Impossible figures are peculiar objects in art. Usually, they are called such because they cannot exist in the real world. Dragons, elves and dwarves cannot exist in the real world too but they don't belong to impossible figures.
Precisely, impossible figures are geometrical figures, drawn on a paper, which look like projection of ordinary three-dimensional object on a plane. But in closer view contradictions of joining's of figure elements became evident.

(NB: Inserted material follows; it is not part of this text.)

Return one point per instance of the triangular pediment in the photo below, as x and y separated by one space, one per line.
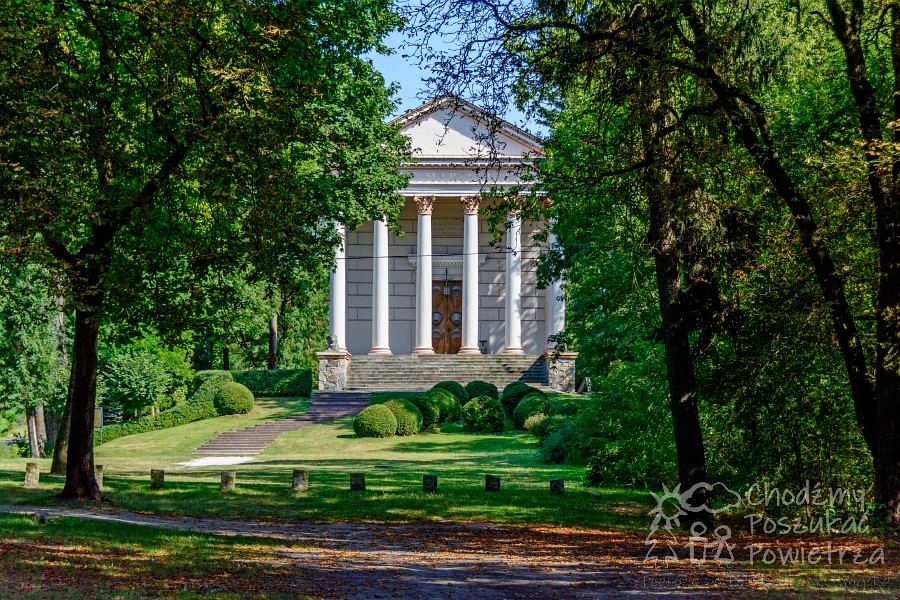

Thus, we see the only one impossible figure on the image below. It's impossible triangle. The four-handed alien is not impossible figure
Impossible figures are distinguished as separate class of optical illusions.
Impossible figures are known long ago. They can be found as impossible constructions in icons of Middle Ages. The "father" of impossible figures was Swedish artist Oscar Reutervärd, who drew impossible triangle from cubes in 1934. For years of painting he produced more than 2500 figures.
Impossible figures took world renown after publication of article about two basic figure impossible triangle (which is also known as Penrose tribar) and endless staircase in British Psychology magazine by Roger Penrose and Lionel Penrose. Studied this article famous dutch artist M.C. Escher created three lithographs "Waterfall" with construction based on Penrose tribar, "Ascending and Descending" with endless staircase and "Belvedere". Inspired by Escher's works many artists around the world started using impossible figures in art. The most known are Jos de Mey, István Orosz, Sandro del Prete. Artworks by these artists and many followers constitute separate line in art - imp-art (from impossible and art).
It could be seemed that impossible figures really cannot exist in three-dimensional space. No, they can be created in the real world, but they look impossible from single point of view only. Distortions and breaks are visible from other points of view.